RE: https://mastodon.social/@arstechnica/116223713911650708

This is kind of neat.

I'm reminded however of a cheap old 'solution'.

The size of the source file != the amount of rendered bytes on your screen, you might have a problem.

original research with links to compromised repos: https://www.aikido.dev/blog/glassworm-returns-unicode-attack-github-npm-vscode

#infosec #supplychain

Just cat ing the file shows there's something wrong alone, but most #developers from my experience aren't really looking at the changes themselves, only the changelog if that.

Also a strange code change in a package.json file.. odd choice because to me that stands out. Again, devs (in enterprise based setups i've been at) aren't usually looking at that these days, only care about rabidly releasing features with the help of AI.

Lets see if my idea works, size of file vs whats on screen with some other simple techniques.

#infosec #supplychain

So far the tally is one indicator, code in a package.json file.
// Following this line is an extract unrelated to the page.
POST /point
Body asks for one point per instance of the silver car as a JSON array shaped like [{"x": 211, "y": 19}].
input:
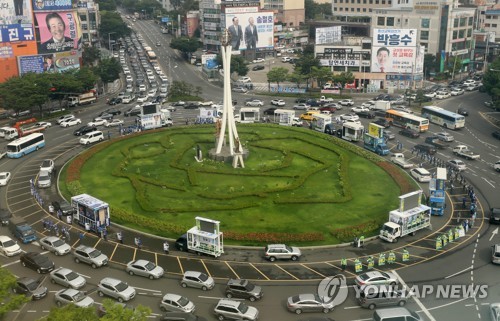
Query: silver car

Another indicator in vim within a terminal with #nerdfonts shows something off too. It is subtle and I'm not sure that would have shown up if I didn't have a nerdfont type in play.

#infosec #supplychain

I thought strings could help. Had to use some switches i never expected to exist or ever use :) Problem is the switches I used only limits strings to 7-bit encoding for bytes, which will drop legitimate utf-8 characters / emoji's etc. When i use the -eS that counts for utf-8, it still includes the PUA range.

So, its not as easy as I thought with simple default tools (not that I know all the options and tools!) . I guess any adequate protection to this exploit case would be to limit the range of characters allowed in your source code or included source code.

So while my solution "sort of" works, its not practical for today's worldly developers, and especially if you want to include other regional language strings in your code.

Good exercise though and a reminder of utf-8/unicode usage as well!

#infosec #supplychain